Aunque su presencia en el horizonte de la literatura mexicana del siglo XX permanece, también es cierto que lo hace de manera discreta —una que otra edición, el interés de algunos críticos, la fidelidad de antiguos lectores, el reconocimiento de los más recientes. En ese marco, el legado de Juan Vicente Melo reserva hallazgos como el que esta vez nos presenta el investigador Juan Javier Mora-Rivera: se trata de un relato olvidado, bajo el signo personalísimo del autor, que nos brinda otra expresión del estilo, la densidad, el misterio, la búsqueda propia de la voz narrativa que reaparece en estas páginas.

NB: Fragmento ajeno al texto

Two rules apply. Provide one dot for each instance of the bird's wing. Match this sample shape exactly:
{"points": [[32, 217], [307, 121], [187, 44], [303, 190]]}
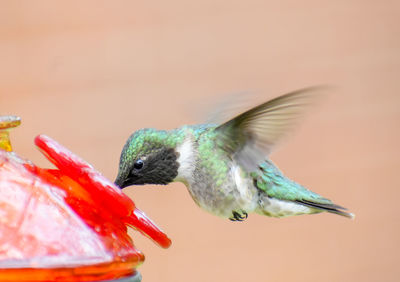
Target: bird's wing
{"points": [[250, 136], [276, 185]]}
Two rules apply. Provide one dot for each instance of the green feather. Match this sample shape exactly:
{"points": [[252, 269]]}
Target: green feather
{"points": [[271, 180]]}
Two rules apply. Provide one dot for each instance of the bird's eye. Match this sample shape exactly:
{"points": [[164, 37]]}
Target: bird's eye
{"points": [[138, 164]]}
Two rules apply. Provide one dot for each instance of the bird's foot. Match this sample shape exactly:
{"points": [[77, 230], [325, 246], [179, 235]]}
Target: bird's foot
{"points": [[236, 216]]}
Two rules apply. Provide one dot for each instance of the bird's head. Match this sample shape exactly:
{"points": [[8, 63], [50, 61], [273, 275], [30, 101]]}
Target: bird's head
{"points": [[148, 157]]}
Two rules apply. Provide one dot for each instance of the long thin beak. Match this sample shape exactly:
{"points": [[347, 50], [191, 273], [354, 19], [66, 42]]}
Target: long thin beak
{"points": [[120, 182]]}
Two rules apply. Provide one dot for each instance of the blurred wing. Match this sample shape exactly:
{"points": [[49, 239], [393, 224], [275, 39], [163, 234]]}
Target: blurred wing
{"points": [[251, 136]]}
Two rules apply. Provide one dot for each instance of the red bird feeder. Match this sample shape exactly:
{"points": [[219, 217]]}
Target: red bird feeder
{"points": [[65, 224]]}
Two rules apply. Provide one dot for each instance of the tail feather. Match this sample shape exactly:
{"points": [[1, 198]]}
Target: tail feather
{"points": [[332, 208]]}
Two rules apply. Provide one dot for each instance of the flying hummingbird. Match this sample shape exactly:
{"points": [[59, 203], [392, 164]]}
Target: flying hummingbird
{"points": [[226, 166]]}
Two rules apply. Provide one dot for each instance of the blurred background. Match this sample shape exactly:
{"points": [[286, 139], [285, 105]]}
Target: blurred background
{"points": [[89, 73]]}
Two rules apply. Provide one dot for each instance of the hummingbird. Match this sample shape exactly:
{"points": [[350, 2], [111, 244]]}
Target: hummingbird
{"points": [[225, 166]]}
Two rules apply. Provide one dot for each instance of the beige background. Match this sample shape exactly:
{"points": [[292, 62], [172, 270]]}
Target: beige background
{"points": [[90, 73]]}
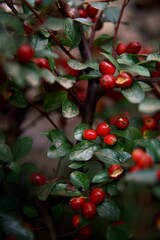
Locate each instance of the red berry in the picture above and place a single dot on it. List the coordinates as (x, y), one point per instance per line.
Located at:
(76, 203)
(89, 210)
(42, 63)
(85, 233)
(133, 47)
(150, 123)
(97, 195)
(76, 221)
(82, 13)
(102, 129)
(124, 80)
(110, 139)
(115, 171)
(121, 48)
(91, 11)
(89, 134)
(106, 68)
(38, 179)
(158, 66)
(107, 82)
(155, 73)
(25, 53)
(122, 123)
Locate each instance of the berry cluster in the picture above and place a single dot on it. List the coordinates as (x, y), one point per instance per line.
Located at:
(85, 208)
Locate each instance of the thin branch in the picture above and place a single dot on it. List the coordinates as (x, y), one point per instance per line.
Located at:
(125, 2)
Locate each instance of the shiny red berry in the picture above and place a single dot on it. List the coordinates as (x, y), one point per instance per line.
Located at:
(42, 63)
(76, 203)
(89, 134)
(106, 68)
(76, 221)
(91, 11)
(115, 171)
(122, 123)
(85, 233)
(124, 80)
(25, 53)
(89, 210)
(107, 82)
(38, 179)
(102, 129)
(133, 47)
(121, 48)
(97, 195)
(110, 139)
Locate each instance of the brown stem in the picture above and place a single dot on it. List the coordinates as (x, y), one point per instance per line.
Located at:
(125, 2)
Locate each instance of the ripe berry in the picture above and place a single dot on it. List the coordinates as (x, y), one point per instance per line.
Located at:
(158, 66)
(107, 82)
(89, 210)
(97, 196)
(25, 53)
(91, 11)
(89, 134)
(133, 47)
(122, 123)
(38, 179)
(110, 139)
(85, 233)
(150, 123)
(42, 63)
(106, 68)
(76, 203)
(102, 129)
(76, 221)
(121, 48)
(115, 171)
(124, 80)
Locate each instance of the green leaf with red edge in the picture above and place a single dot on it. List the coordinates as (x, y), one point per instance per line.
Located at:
(79, 129)
(80, 180)
(109, 210)
(62, 189)
(100, 177)
(134, 93)
(54, 100)
(110, 157)
(83, 151)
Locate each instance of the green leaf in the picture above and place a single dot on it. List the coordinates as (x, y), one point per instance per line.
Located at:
(15, 167)
(69, 109)
(79, 129)
(58, 152)
(108, 209)
(12, 226)
(110, 157)
(149, 105)
(61, 189)
(100, 177)
(140, 70)
(22, 147)
(83, 151)
(134, 94)
(54, 100)
(76, 65)
(18, 99)
(127, 59)
(99, 5)
(72, 33)
(111, 59)
(30, 211)
(79, 180)
(111, 14)
(5, 153)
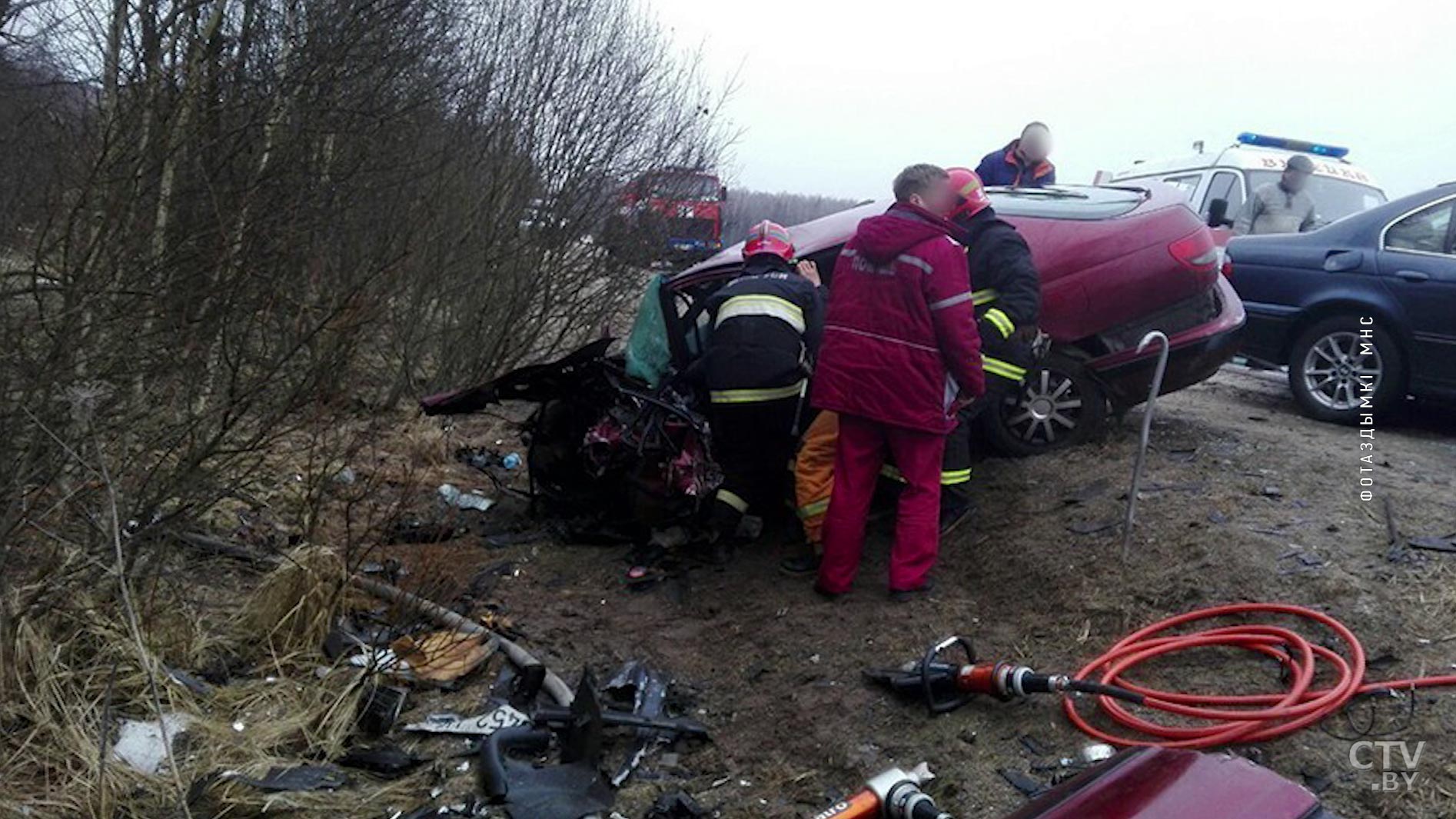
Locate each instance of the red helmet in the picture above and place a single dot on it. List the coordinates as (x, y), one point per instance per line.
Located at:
(768, 238)
(970, 190)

Juan Vicente Melo larazondemexico

Originalmente publicado en el suplemento “México en la Cultura” de Novedades, el 7 de mayo de 1961 (núm. 634, pp. 1, 4), “Para una tumba sin nombre” resulta hoy un cuento perdido de Juan Vicente Melo (Veracruz Puerto, 1932-1996) al no estar incluido en ninguna de las tres ediciones que reúnen sus relatos completos: El agua cae en otra fuente (UV, 1985) y Cuentos completos (IVEC, 1997; UV, 2016). Sin embargo, figuró como la pieza central del “Festival del cuento” en la edición de ese domingo de primavera de 1961, completada con las narraciones de Guadalupe Dueñas, José de la Colina, Armando Ayala Anguiano, Carlos Illescas, Ana Mairena, Mercedes de la Garza, Carlos Valdés y José Emilio Pacheco, e ilustradas por Vlady, Elvira Gascón, Carlos Valdés, Bauche y Alberto Gironella, quien dibujó una escena que hacía referencia a la trama del cuento de Melo, en el inicio de una amistad refrendada un lustro después por el escritor veracruzano en su Autobiografía (1966).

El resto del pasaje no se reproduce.